The midterm elections will take place in 2014 and during this time nobody wants to find themselves against the NRA, the powerful pro-gun advocacy group. The Democrats were especially discredited after what happened in Colorado last week, when two senators from Colorado were the subject of a recall election. The senators, who had not yet finished their mandates, were ousted by the Legislative Assembly in favor of two Republicans. The two overthrown Democrats, Angela Giron and John Morse, had given their support for tougher gun control laws. The fact that Colorado lived through a recent massacre — the movie theater shooting in Aurora — and that in the past few years voters have been leaning more toward the left rather than the right, could not help save Giron and Morse.
Meanwhile, the shootings continue, Washington has been unable to decide on much and the battle has shifted away to the local level in the past few months. At least half a dozen states will consider laws to limit the sale and use of firearms over the next few months. Minnesota, New Mexico and Oregon are trying to pass laws to extend controls on people who buy firearms. Maine and Washington state are collecting signatures in support of a popular referendum against firearms. Even the array of pro-gun advocacy groups is on the move. Their strategies seem to focus on one point in particular: Politicians who expressed ideas that are opposed to the right to bear arms should be subjected to recall elections. This is what is happening in Nevada, for example, to a Democratic senator, Justin Jones. The threat of seeing their political career torn to pieces should therefore stop the most hostile politicians.
In recent months, the pro-gun lobby has netted a series of important wins thanks to intense media campaigns that focused on the risks that the Second Amendment could be subject to. Firearms and ammunition are selling very quickly in stores where they are sold.
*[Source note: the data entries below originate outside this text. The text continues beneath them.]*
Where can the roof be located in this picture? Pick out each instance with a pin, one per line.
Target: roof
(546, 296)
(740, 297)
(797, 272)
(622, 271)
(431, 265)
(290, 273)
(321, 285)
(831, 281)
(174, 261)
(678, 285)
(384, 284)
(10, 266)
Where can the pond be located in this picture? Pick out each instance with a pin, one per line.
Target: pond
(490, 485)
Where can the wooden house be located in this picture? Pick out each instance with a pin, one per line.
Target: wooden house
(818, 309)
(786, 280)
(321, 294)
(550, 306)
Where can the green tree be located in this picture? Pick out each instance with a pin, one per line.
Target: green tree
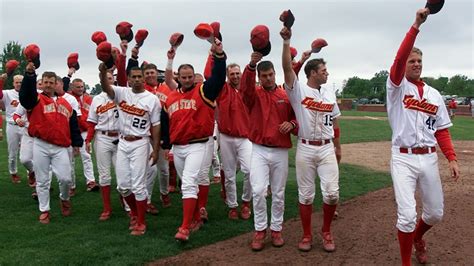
(12, 50)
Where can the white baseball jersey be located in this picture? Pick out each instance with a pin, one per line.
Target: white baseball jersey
(413, 120)
(314, 110)
(73, 102)
(11, 100)
(104, 113)
(138, 112)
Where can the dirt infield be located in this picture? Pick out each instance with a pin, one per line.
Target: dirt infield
(364, 232)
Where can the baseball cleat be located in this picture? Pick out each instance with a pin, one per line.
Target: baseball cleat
(65, 208)
(151, 209)
(258, 241)
(420, 252)
(306, 243)
(44, 218)
(195, 226)
(233, 214)
(204, 216)
(328, 242)
(182, 235)
(277, 239)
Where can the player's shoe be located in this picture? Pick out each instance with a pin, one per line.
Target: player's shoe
(16, 179)
(258, 241)
(31, 179)
(245, 212)
(151, 209)
(233, 214)
(105, 215)
(277, 239)
(420, 251)
(203, 213)
(306, 243)
(182, 235)
(44, 218)
(328, 242)
(65, 208)
(165, 201)
(92, 186)
(138, 230)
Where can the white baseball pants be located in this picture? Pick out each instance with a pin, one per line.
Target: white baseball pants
(321, 160)
(14, 134)
(131, 167)
(234, 151)
(49, 156)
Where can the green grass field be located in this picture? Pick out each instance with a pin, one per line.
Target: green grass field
(82, 239)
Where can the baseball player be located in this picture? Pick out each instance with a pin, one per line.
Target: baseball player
(53, 125)
(84, 100)
(316, 111)
(419, 120)
(190, 110)
(235, 147)
(139, 124)
(14, 132)
(103, 126)
(272, 120)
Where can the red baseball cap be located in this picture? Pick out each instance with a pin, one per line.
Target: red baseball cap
(73, 61)
(434, 5)
(317, 44)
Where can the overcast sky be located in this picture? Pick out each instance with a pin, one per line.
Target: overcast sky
(363, 36)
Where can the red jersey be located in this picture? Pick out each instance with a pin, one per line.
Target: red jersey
(267, 109)
(161, 91)
(233, 119)
(49, 120)
(85, 101)
(191, 115)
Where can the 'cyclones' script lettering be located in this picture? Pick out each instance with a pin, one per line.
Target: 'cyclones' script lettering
(422, 106)
(311, 104)
(105, 107)
(131, 109)
(182, 104)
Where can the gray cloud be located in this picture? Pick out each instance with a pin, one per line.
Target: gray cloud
(363, 36)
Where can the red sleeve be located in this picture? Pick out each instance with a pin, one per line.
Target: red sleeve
(397, 71)
(90, 131)
(208, 69)
(121, 72)
(446, 145)
(297, 67)
(247, 86)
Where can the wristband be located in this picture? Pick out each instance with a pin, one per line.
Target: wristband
(169, 65)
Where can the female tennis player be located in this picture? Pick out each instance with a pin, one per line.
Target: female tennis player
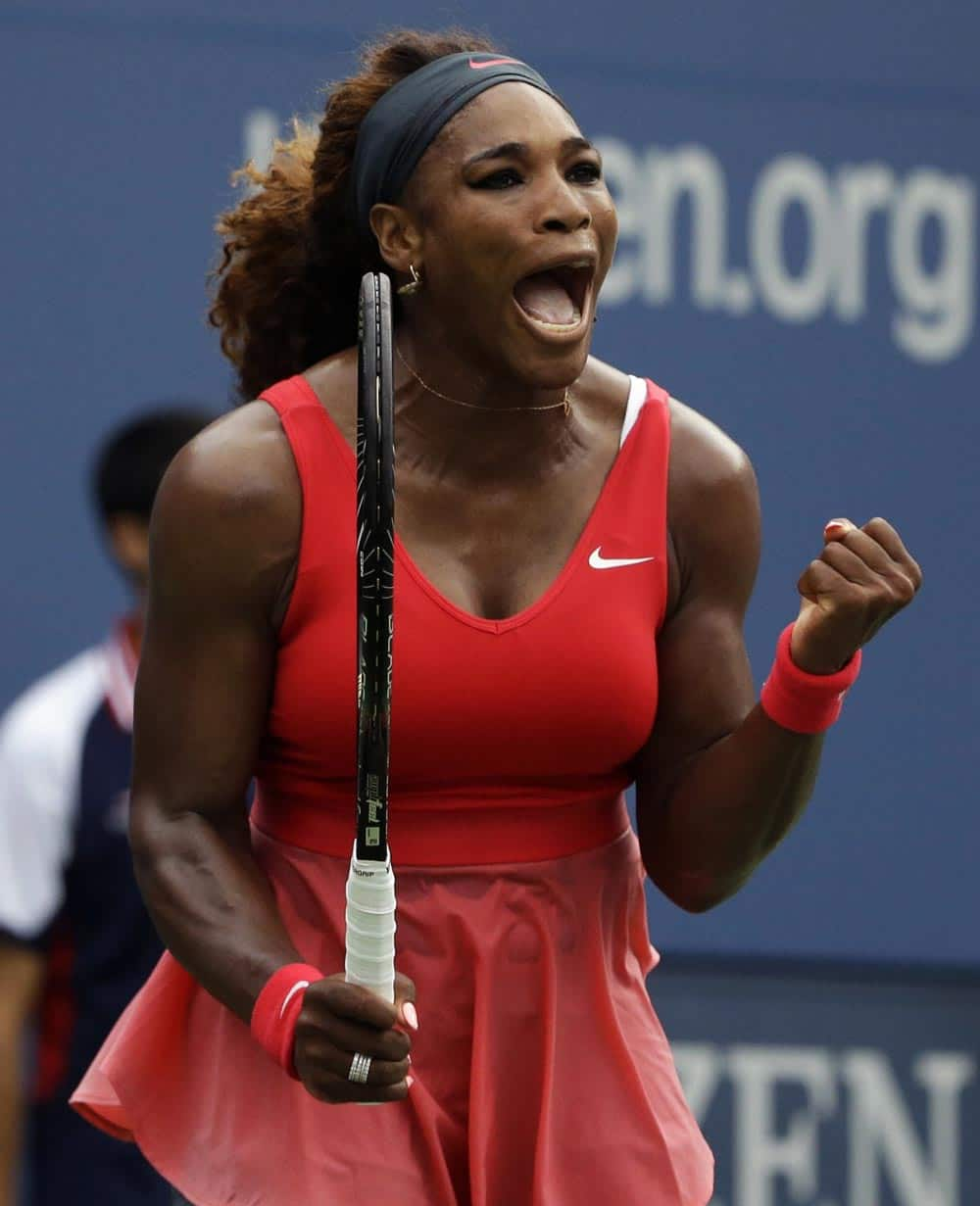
(576, 550)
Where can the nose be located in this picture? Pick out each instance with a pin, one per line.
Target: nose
(564, 210)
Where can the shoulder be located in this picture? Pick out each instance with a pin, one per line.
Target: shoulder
(234, 490)
(713, 518)
(241, 463)
(46, 725)
(703, 456)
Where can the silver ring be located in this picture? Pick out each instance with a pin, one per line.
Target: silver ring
(360, 1066)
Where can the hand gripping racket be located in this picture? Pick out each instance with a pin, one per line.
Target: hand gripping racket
(370, 884)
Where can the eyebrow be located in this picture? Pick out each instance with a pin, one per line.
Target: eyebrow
(521, 151)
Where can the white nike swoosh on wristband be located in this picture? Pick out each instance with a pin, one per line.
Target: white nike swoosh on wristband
(291, 993)
(599, 562)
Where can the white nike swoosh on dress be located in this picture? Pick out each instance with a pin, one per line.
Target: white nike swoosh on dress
(291, 993)
(599, 562)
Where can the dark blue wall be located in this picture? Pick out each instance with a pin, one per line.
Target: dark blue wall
(812, 172)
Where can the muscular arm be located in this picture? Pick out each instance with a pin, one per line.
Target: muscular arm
(21, 971)
(223, 542)
(718, 783)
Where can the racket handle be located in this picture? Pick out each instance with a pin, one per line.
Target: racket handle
(369, 959)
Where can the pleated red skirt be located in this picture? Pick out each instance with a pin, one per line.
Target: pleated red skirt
(542, 1075)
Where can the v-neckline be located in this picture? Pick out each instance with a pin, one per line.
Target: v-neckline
(558, 583)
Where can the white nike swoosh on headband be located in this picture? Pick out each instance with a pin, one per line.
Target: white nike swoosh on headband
(599, 562)
(291, 993)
Groups that defend the Second Amendment have seen membership levels rise considerably. Sportsman’s Alliance in Maine welcomes between 70 and 100 new members every month. Even legislative wins have not been significant in recent times. Indiana, Kansas and North Carolina, states that are Republican-controlled, have passed laws that allow people to legally carry firearms in churches, elementary schools, casinos and college campuses. In these states, concealed carry permits have been made confidential and they have expanded self-defense statutes.
In view of the upcoming political and legislative clashes, anti-gun groups — for example “Mayors Against Illegal Guns,” founded by the mayor of New York Michael Bloomberg — are reconsidering their strategies, but most importantly are planning to put in millions of dollars to counterattack the flux of money that the NRA will see pouring in. The pro-gun lobby is rich and extremely powerful; what is particularly difficult to beat is the widespread mentality that is present among large factions of the population that see guns as the achievement of freedom. A public statement that was made a few hours ago by Starbucks, the coffeehouse chain located all over the U.S. that has a rather urban and leftist clientele, showed how difficult it is to eradicate this way of thinking. Starbucks announced that “firearms were not welcome” in its cafes, but they did not publicly forbid armed people from entering their cafes to drink coffees and cappuccinos.